One Year of Experience with Geothermal
We have just completed all the arithmetic for the first year of operation with geothermal in our new home. Our home replaces a smaller 50-year old home on the same lot. The old home had 4 inch fibreglass batt insulation retrofitting in some but not all walls and R28 fibreglass blown into the attic. The new home has an excellent air seal, 2x4 walls insulated with fibreglass batts, and R40 blown-in fibreglass in the attic. The new home has a high efficiency pleated filter, humidifier, and a UV sanitizer in plenum. The old home had the standard $5 fibreglass pad filter in the air handler for the furnace, and no other enhancements.
The old home was 2050 SF on 2 floors; the new one is 4771 on 3. The new home has aircon and an ERV, the old one had neither. The new home has electric hot water augmented by the geothermal system, the old home had natural gas furnace and hot water. The old home had 2 direct vent gas fireplaces, the new has one. Our climate is very similar to Seattle's.
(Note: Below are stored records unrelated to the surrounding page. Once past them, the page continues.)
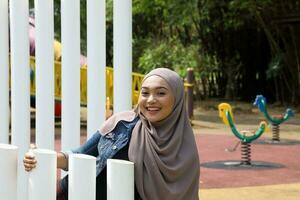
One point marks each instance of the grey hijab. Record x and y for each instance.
(165, 155)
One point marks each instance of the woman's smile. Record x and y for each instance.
(156, 100)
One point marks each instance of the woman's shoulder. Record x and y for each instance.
(110, 123)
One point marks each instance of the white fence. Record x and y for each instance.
(14, 178)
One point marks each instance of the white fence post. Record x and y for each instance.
(44, 67)
(4, 73)
(82, 177)
(70, 71)
(96, 50)
(42, 179)
(122, 56)
(20, 87)
(8, 172)
(120, 180)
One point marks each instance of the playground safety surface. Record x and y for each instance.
(213, 138)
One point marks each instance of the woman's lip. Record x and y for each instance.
(152, 108)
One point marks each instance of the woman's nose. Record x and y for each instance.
(151, 99)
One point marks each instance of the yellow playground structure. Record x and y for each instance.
(136, 82)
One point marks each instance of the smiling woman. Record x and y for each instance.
(156, 100)
(156, 136)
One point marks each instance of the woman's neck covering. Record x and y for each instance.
(165, 155)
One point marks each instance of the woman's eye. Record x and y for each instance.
(161, 93)
(144, 93)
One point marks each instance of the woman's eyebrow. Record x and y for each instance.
(157, 88)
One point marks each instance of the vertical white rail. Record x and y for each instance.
(8, 172)
(122, 57)
(70, 37)
(20, 87)
(96, 51)
(120, 179)
(82, 177)
(42, 179)
(44, 65)
(4, 73)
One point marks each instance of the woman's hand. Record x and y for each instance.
(29, 160)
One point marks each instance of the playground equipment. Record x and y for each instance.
(245, 136)
(275, 120)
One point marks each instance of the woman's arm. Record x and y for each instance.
(30, 161)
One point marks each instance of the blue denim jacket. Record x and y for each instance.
(105, 147)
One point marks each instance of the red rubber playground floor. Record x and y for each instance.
(213, 140)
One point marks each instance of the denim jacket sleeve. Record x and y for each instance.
(106, 146)
(112, 142)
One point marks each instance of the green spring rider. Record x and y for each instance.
(245, 137)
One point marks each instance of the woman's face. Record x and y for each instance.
(156, 100)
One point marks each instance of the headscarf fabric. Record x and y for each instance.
(165, 155)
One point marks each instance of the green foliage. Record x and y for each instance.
(275, 66)
(170, 54)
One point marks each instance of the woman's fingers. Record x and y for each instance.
(29, 161)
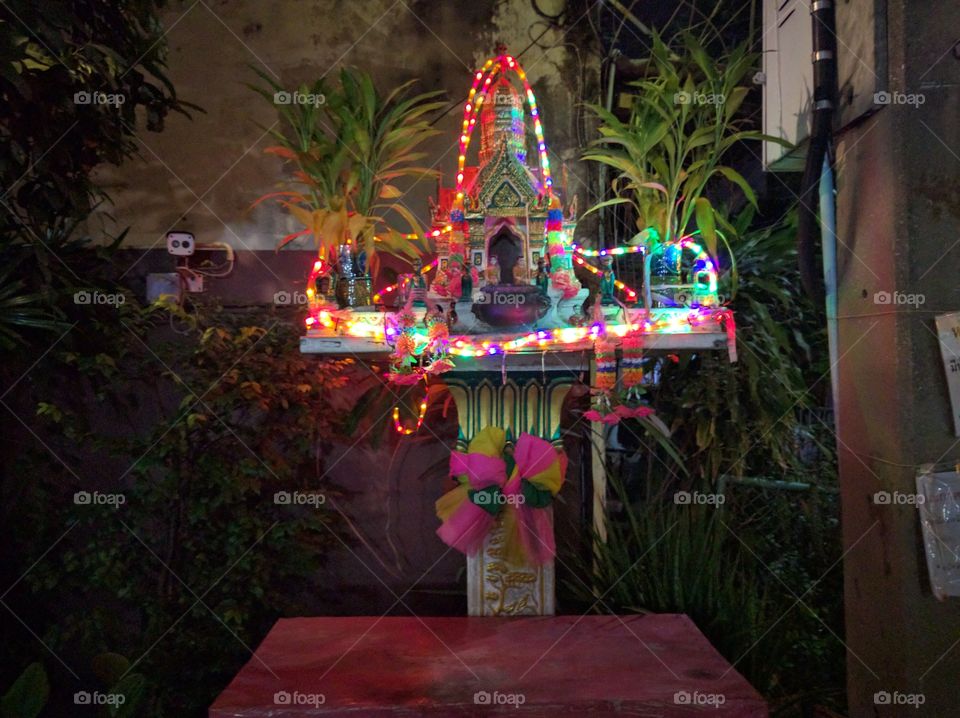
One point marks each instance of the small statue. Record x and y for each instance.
(452, 316)
(466, 285)
(520, 272)
(493, 271)
(608, 281)
(434, 316)
(455, 279)
(419, 288)
(543, 275)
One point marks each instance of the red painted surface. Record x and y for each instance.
(559, 665)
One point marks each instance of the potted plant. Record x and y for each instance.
(683, 121)
(349, 146)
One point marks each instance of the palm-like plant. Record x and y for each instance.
(683, 121)
(349, 146)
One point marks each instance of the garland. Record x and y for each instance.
(485, 494)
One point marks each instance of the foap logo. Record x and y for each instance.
(290, 299)
(899, 98)
(96, 698)
(86, 297)
(898, 498)
(296, 97)
(98, 98)
(95, 498)
(697, 498)
(296, 698)
(696, 698)
(886, 698)
(698, 98)
(299, 498)
(512, 298)
(899, 299)
(497, 498)
(496, 698)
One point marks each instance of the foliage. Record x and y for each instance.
(738, 581)
(348, 148)
(664, 558)
(683, 121)
(200, 557)
(743, 418)
(28, 694)
(60, 63)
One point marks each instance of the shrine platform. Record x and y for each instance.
(652, 665)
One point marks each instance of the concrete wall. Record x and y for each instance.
(899, 214)
(203, 175)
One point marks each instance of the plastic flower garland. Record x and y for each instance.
(609, 405)
(485, 494)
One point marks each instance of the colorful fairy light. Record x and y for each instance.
(479, 92)
(405, 430)
(631, 294)
(378, 297)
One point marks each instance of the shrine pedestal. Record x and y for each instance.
(496, 587)
(529, 401)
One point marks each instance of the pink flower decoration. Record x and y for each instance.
(403, 379)
(594, 415)
(636, 413)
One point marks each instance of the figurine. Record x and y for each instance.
(419, 289)
(434, 316)
(493, 271)
(520, 272)
(452, 316)
(455, 279)
(543, 276)
(466, 285)
(607, 281)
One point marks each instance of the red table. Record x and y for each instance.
(655, 665)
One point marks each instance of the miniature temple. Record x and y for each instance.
(501, 316)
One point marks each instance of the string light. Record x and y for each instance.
(405, 430)
(631, 294)
(481, 83)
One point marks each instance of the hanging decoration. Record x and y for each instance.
(405, 430)
(496, 484)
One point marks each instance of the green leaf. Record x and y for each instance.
(28, 695)
(705, 224)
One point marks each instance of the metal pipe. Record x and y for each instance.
(823, 18)
(611, 75)
(828, 239)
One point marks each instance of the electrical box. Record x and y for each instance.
(788, 72)
(787, 81)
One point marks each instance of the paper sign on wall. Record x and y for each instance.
(948, 329)
(939, 506)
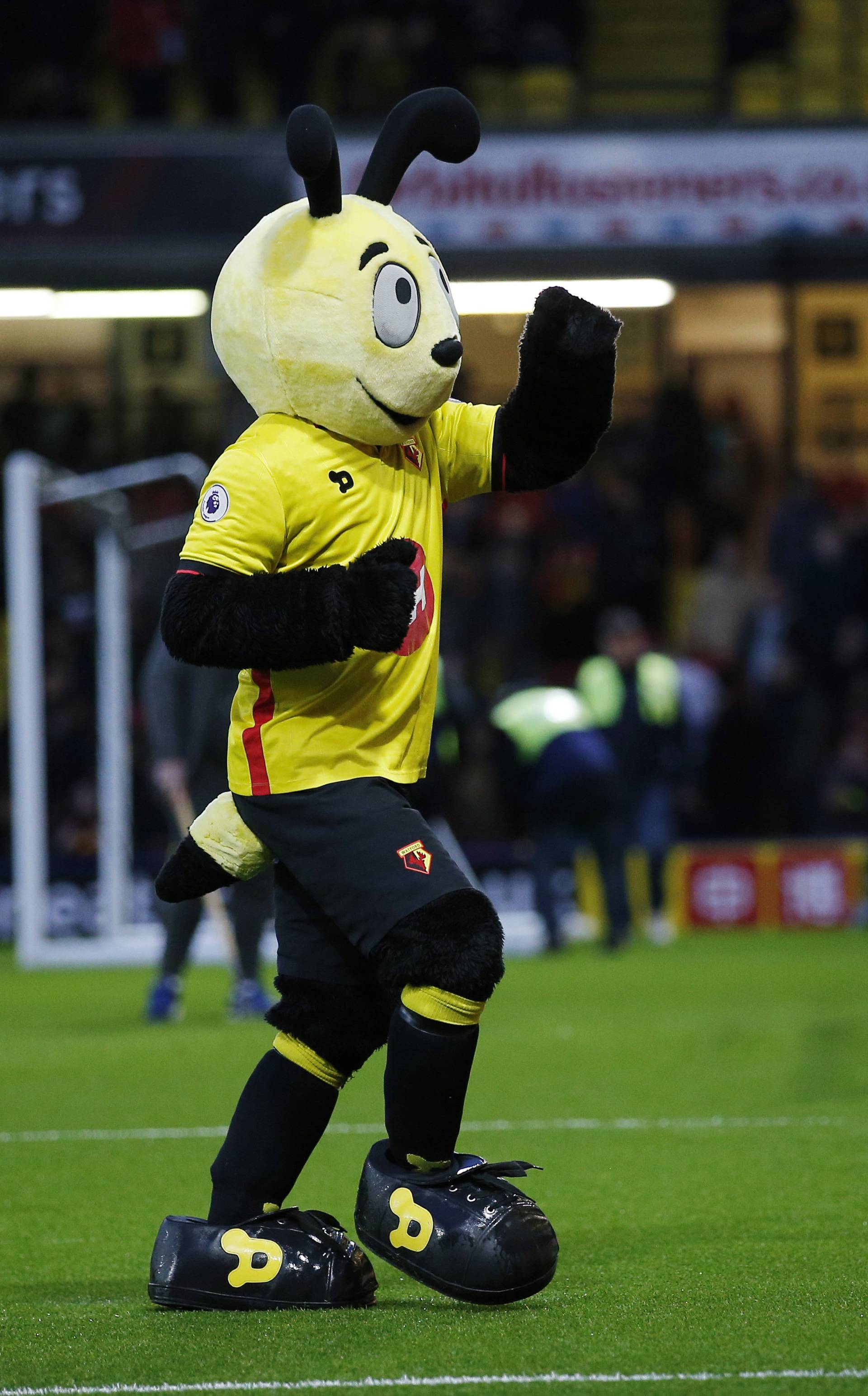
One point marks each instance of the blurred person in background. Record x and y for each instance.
(634, 696)
(188, 718)
(567, 780)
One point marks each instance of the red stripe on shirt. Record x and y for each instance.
(263, 712)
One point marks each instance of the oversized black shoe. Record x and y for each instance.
(278, 1260)
(464, 1230)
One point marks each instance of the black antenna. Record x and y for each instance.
(439, 121)
(313, 154)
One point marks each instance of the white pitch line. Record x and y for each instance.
(471, 1127)
(505, 1380)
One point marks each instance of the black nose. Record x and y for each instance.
(447, 352)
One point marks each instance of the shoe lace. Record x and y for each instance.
(482, 1174)
(320, 1225)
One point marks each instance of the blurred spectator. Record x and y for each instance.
(566, 778)
(188, 715)
(147, 43)
(20, 419)
(634, 696)
(51, 45)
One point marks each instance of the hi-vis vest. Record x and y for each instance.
(658, 687)
(533, 717)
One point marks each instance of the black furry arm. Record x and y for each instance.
(561, 404)
(291, 620)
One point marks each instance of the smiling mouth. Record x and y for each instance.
(400, 418)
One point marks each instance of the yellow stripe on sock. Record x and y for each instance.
(441, 1006)
(309, 1060)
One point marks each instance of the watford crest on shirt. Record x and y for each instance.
(415, 857)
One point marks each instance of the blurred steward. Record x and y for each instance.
(636, 697)
(188, 717)
(567, 780)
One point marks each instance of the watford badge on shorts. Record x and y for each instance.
(415, 857)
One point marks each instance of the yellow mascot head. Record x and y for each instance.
(337, 309)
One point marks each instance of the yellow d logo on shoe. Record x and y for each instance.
(238, 1243)
(409, 1215)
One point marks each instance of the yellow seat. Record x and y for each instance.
(546, 94)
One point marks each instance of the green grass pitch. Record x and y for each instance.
(725, 1230)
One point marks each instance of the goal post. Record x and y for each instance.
(31, 485)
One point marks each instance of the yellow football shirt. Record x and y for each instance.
(291, 495)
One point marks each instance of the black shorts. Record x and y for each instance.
(354, 859)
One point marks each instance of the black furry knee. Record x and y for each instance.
(455, 943)
(342, 1022)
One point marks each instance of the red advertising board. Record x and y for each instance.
(768, 885)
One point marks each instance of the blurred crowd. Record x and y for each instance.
(755, 584)
(206, 61)
(190, 62)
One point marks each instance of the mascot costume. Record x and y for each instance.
(313, 566)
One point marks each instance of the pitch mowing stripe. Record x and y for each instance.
(475, 1126)
(507, 1380)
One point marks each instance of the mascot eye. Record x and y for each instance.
(444, 283)
(397, 305)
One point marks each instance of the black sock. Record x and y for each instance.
(428, 1070)
(277, 1126)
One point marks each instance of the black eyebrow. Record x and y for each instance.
(372, 252)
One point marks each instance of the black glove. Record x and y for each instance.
(382, 591)
(292, 620)
(564, 331)
(561, 404)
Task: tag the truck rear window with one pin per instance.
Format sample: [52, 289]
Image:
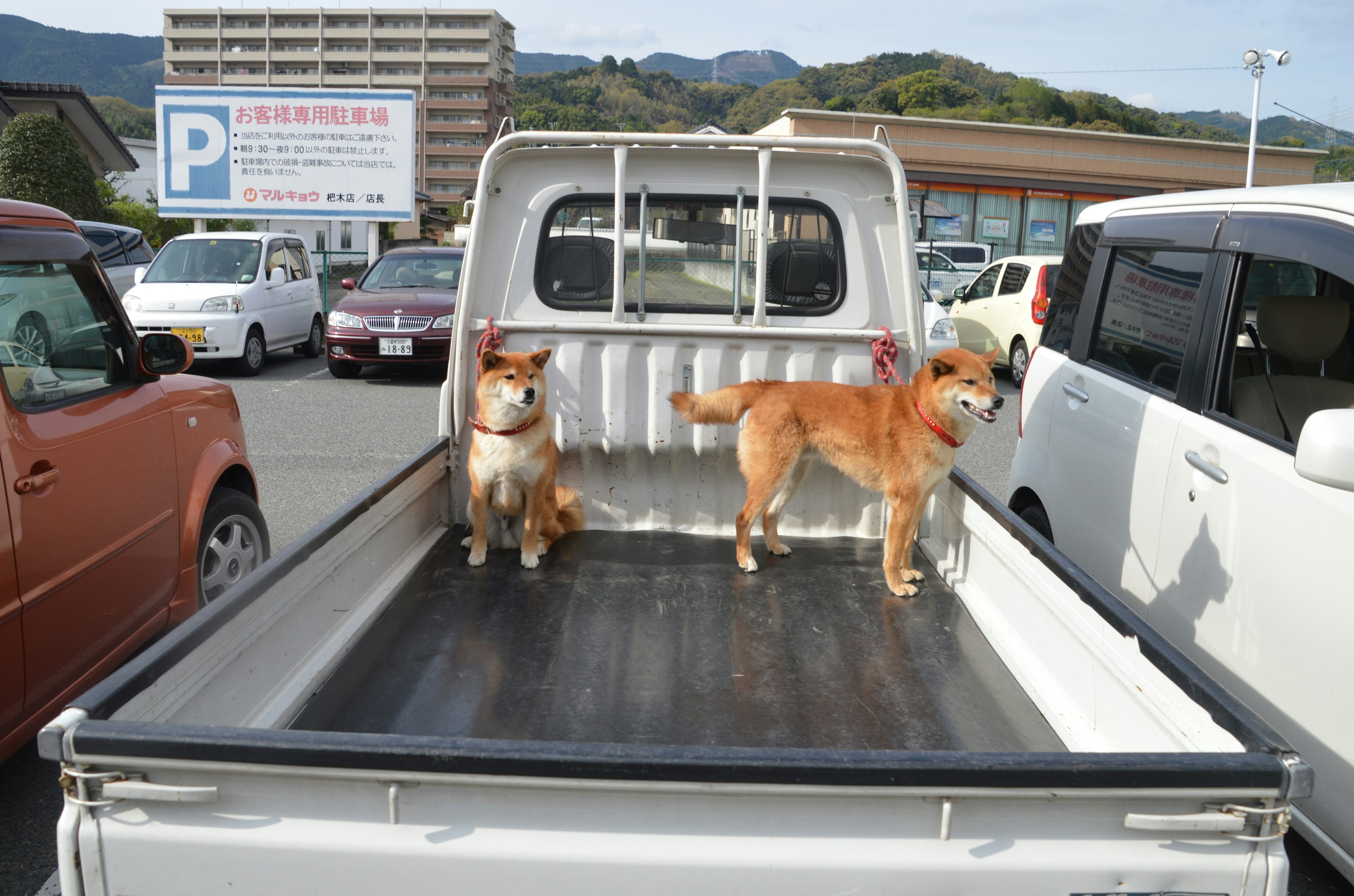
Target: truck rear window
[693, 250]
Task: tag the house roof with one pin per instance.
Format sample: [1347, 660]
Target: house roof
[72, 100]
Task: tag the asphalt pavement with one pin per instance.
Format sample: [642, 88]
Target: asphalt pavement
[315, 442]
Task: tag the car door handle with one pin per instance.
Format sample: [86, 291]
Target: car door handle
[24, 485]
[1216, 474]
[1075, 393]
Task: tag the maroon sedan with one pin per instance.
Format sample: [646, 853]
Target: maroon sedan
[400, 312]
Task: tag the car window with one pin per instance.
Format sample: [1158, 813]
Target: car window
[1150, 304]
[277, 259]
[691, 250]
[1288, 352]
[106, 245]
[1069, 286]
[1013, 281]
[985, 285]
[59, 335]
[206, 262]
[298, 250]
[403, 271]
[296, 263]
[139, 251]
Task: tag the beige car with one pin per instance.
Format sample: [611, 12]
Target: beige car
[1004, 308]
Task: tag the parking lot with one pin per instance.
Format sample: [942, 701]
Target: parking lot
[316, 442]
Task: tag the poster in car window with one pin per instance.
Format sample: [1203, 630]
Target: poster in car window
[259, 152]
[1150, 306]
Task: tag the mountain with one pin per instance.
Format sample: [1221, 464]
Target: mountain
[103, 64]
[546, 63]
[740, 67]
[1270, 129]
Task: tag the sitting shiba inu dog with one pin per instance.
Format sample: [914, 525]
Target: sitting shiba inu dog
[894, 439]
[514, 497]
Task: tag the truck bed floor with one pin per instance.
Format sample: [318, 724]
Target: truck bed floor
[660, 638]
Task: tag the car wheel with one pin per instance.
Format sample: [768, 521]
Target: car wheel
[233, 543]
[316, 344]
[1020, 360]
[251, 363]
[1038, 519]
[32, 335]
[343, 370]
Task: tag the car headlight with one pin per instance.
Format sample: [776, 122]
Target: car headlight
[343, 318]
[224, 304]
[944, 329]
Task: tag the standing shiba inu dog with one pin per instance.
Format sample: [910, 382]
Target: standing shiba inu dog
[514, 497]
[894, 439]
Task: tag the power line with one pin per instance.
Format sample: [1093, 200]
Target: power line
[1207, 68]
[1345, 134]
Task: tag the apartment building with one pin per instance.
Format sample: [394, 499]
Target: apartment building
[459, 63]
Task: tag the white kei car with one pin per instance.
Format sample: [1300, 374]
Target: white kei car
[1187, 438]
[233, 295]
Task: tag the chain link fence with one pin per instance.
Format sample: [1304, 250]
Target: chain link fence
[334, 268]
Total energy cost in the old home was $140 per month (average of last 12 months in the home) while energy in the new one cost us $130 per month (average of first 12 months in the home). If we adjust these costs for the price increases in electricity (up 9%) and natural gas (up 7%) that occurred after the old home was demolished but before we moved into the new home, the price comparison is even more favourable. Before building we estimated the payback period for our geothermal unit at 8 to 12 years, depending on the rate of price increases for electricity and natural gas. That calculation still looks about right with the first year of energy costs known.
The geothermal system has functioned flawlessly after an initial glitch caused by a refrigerant leak that was found in the unit when first started up after installation.